# System.out.println mit Farbe



## Agent159 (1. Aug 2006)

Hi, ich hab eine Frage:
ich möchte Text mit System.out.println ausgeben. Aber in einer Farbe.
Ich weiß, dass es mit System.err.println in rot geht, aber leider nicht unter windows.

Weiß einer wie das geht? kann sein, irgendwie mit setColor??


----------



## AlArenal (1. Aug 2006)

Nein. Das geht gar nicht. Auch nicht in rot.


----------



## Agent159 (1. Aug 2006)

Mh schade, naja, ok
Danke ^^


----------



## Lim_Dul (1. Aug 2006)

Das Rot kommt nur in der Eclipse Konsole und dort auch nur, weil das keine echte Dos-Konsole ist, sondern eine extra Konsole, die ausgaben auf dem Error-Stream anders behandelt.


----------



## Agent159 (1. Aug 2006)

ne, das hab ich nur von nem freund erfahren, bei dem ginge es unter linux.
aber in c gehts ja auch unter windows, aber egal


----------



## foobar (1. Aug 2006)

> ne, das hab ich nur von nem freund erfahren, bei dem ginge es unter linux.
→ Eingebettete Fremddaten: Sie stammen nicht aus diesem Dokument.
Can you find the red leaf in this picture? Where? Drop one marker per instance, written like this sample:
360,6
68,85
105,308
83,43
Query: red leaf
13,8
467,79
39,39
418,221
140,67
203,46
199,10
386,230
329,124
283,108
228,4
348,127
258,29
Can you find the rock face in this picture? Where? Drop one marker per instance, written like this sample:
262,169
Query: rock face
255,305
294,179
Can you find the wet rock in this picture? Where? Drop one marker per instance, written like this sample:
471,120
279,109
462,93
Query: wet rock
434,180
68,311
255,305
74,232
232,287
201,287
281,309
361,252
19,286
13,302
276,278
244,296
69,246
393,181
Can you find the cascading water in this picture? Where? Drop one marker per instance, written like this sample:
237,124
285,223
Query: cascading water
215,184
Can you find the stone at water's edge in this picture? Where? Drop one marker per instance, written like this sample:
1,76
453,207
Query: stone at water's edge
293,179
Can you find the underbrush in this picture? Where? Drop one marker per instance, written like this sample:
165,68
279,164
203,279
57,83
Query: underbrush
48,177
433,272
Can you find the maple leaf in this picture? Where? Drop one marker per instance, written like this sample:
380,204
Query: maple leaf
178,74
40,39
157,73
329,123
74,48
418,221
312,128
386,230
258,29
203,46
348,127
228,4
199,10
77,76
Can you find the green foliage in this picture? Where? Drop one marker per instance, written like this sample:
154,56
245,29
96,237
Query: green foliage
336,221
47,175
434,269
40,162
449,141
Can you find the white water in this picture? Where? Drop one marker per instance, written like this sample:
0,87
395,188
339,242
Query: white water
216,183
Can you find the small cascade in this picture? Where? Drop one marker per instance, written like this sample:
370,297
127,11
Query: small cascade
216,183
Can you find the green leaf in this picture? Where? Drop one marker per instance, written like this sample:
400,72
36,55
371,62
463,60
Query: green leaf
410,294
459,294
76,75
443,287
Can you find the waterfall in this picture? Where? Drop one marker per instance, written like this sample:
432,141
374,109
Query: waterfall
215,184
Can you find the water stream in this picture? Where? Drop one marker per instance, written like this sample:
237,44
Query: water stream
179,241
Unter Linux unterstützen die meisten Terminalemulatoren dircolors, aber das gibt es nicht als plattformunabhängiges Feature in Java. Das Ding da unter Windows kann man auch nicht als Konsole bezeichnen, das ist eine Zumutung.


----------



## Mario_H (2. Aug 2006)

Für manche Konsolen gibt es so Steuerzeichen, aber das ist total abhängig welche Konsole man verwendet.


----------